Milano – Nell’era dell’instabilità geopolitica e dei mercati globali interconnessi, l’export non ammette più improvvisazioni burocratiche. Lo sa bene Satech, azienda italiana leader nella produzione di sistemi di protezione perimetrale per macchinari, che ha deciso di rivoluzionare il proprio approccio al commercio internazionale. Per trasformare la dogana da potenziale fattore di rischio a leva strategica di crescita, la società ha consolidato una collaborazione chiave con Customs Support Group, il principale operatore indipendente in Europa per i servizi di sdoganamento. Una mossa nata dalla consapevolezza che la gestione doganale non può più essere un tema tecnico da affrontare solo in condizioni di emergenza, ma un pilastro della competitività aziendale.
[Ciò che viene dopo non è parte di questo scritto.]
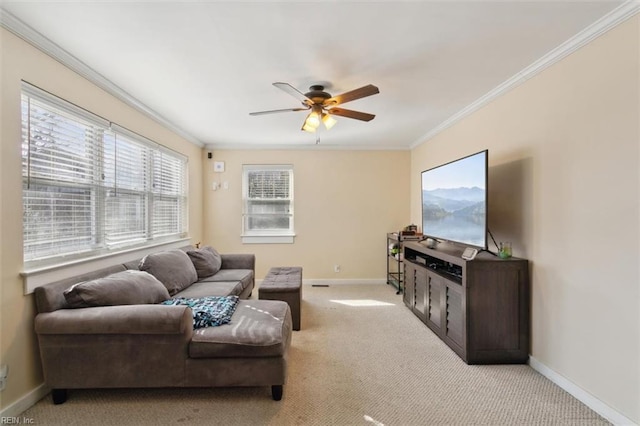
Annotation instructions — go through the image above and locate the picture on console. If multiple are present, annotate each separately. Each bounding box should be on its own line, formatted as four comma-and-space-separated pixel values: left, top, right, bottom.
422, 150, 488, 248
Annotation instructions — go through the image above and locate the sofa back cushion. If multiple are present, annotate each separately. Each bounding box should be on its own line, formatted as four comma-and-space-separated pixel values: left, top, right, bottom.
187, 246, 222, 279
139, 249, 198, 296
33, 265, 125, 313
64, 270, 169, 308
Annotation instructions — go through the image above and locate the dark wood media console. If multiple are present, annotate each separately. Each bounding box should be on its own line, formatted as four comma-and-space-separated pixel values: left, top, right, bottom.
403, 242, 530, 364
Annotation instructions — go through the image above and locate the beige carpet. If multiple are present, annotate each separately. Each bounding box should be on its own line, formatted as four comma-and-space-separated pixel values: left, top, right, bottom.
22, 285, 607, 426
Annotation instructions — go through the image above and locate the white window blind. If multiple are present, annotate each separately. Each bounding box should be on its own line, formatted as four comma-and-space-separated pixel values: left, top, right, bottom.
243, 165, 294, 241
22, 83, 187, 266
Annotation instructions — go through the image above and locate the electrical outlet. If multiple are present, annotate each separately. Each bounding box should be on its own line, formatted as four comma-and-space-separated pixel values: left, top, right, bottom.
0, 364, 9, 391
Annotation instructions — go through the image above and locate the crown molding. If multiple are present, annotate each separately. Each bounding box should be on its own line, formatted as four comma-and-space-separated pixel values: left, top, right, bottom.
0, 7, 204, 147
409, 0, 640, 149
204, 142, 410, 151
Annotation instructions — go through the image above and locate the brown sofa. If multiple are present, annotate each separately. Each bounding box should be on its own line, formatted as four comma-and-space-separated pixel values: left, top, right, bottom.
35, 247, 292, 404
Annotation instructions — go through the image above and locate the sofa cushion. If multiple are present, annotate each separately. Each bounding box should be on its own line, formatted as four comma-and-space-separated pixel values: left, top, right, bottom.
187, 246, 222, 279
200, 269, 253, 289
139, 249, 198, 296
189, 300, 292, 358
174, 281, 243, 297
64, 271, 169, 308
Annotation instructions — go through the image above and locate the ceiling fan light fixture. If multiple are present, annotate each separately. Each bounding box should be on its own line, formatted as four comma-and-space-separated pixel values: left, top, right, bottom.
302, 121, 317, 133
304, 111, 320, 129
322, 113, 338, 130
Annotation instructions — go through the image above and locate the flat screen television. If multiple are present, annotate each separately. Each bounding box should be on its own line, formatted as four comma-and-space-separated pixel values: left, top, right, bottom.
422, 150, 489, 249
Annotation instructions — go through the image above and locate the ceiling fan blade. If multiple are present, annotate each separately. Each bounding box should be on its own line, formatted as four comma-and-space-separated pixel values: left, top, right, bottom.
273, 82, 313, 106
327, 108, 375, 121
249, 107, 311, 115
322, 84, 380, 106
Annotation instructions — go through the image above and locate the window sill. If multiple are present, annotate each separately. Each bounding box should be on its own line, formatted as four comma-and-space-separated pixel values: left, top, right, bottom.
241, 234, 296, 244
20, 238, 190, 295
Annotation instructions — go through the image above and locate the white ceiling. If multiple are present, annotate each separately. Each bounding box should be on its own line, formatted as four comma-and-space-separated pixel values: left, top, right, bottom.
0, 0, 623, 149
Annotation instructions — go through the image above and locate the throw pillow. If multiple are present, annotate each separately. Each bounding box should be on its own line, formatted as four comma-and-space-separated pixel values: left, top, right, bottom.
64, 270, 169, 308
138, 249, 198, 296
187, 246, 222, 279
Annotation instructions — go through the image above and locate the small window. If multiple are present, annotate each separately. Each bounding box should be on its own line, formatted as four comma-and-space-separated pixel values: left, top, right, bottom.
242, 165, 295, 243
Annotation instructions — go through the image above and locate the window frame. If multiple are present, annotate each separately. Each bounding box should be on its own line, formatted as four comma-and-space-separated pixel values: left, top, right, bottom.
241, 164, 296, 244
21, 81, 189, 280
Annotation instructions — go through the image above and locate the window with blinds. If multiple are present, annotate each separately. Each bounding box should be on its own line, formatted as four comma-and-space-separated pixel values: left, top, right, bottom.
22, 83, 187, 266
243, 165, 293, 241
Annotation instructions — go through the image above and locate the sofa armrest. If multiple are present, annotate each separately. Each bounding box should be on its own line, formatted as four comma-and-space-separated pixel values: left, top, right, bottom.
220, 254, 256, 271
35, 305, 193, 334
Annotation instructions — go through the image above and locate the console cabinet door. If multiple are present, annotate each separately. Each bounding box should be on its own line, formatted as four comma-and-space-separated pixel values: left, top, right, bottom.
443, 280, 465, 357
426, 271, 445, 335
402, 262, 416, 311
413, 267, 427, 322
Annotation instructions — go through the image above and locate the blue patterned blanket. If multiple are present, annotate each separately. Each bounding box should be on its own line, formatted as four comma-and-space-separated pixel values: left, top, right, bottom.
162, 296, 238, 329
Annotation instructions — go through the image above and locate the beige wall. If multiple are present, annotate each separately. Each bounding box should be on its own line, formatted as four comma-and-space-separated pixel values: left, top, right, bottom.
411, 16, 640, 423
0, 30, 202, 410
203, 148, 410, 280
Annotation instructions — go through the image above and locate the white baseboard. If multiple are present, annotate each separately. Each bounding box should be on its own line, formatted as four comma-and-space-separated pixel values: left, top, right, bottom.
0, 383, 51, 423
529, 356, 637, 426
256, 278, 387, 287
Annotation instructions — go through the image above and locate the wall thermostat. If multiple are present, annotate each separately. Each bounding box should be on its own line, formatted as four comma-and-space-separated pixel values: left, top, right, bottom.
213, 161, 224, 173
462, 247, 478, 260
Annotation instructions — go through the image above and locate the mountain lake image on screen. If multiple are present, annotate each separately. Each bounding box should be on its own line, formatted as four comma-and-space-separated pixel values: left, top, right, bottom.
422, 150, 488, 249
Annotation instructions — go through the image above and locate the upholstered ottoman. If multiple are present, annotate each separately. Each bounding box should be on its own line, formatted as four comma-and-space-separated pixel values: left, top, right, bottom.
258, 266, 302, 330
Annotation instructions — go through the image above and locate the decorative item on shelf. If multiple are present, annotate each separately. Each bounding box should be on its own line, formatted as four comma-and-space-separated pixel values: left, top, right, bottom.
400, 225, 418, 235
427, 238, 438, 249
498, 241, 511, 259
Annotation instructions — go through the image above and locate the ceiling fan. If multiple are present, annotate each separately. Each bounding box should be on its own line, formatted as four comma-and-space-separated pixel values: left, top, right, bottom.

La spinta decisiva verso questa transizione è maturata a seguito dell’aumento delle esportazioni e dell’irrigidimento dei controlli documentali alle frontiere. Per Satech, inoltre, la dimensione internazionale di Customs Support Group si è rivelata cruciale dopo l’ingresso dell’azienda nel colosso svedese Troax nel 2017: la necessità era infatti quella di individuare un unico partner capace di coordinare le diverse realtà del gruppo in tutta Europa. Come evidenziato da Alice Lovato, Shipping Officer di Satech, il vero cambio di rotta è avvenuto grazie alla formazione interna sulle regole Incoterms e sulle rese Ex-Works. Da quel momento l’azienda ha compreso l’urgenza di farsi affiancare da specialisti per correggere anomalie pregresse ed evitare sanzioni o danni d’immagine che possono scaturire anche da semplici errori commessi in buona fede.
A dimostrare l’importanza della nuova strategia sono stati alcuni casi sul campo. In passato, l’utilizzo di un codice doganale generico per l’esportazione di pannelli fonoassorbenti aveva causato il blocco della merce in dogana: l’autorità, tramite controlli fotografici, aveva riscontrato una non coerenza rispetto alla dichiarazione iniziale di materiale ferroso. Più di recente, la sinergia con Customs Support Italia ha permesso di risolvere la complessa classificazione dei kit di fissaggio Satech. Per definire con precisione la tariffazione e l’origine dei singoli pezzi assemblati, il partner ha guidato l’azienda nell’ottenimento di un’Informazione Tariffaria Vincolante (ITV), interfacciandosi con gli uffici doganali e mappando ogni specifica configurazione tecnica dei materiali, inclusi componenti in plastica e metallo.
Grazie a questa gestione integrata, dove il consulente opera come vero e proprio rappresentante delegato di fronte alle autorità, Satech punta ora a un traguardo ambizioso: ottenere lo status di esportatore autorizzato. L’obiettivo è garantire spedizioni fluide, veloci e trasparenti, dimostrando come la compliance e la corretta classificazione delle merci siano ormai fattori determinanti per la continuità del business nei mercati globali.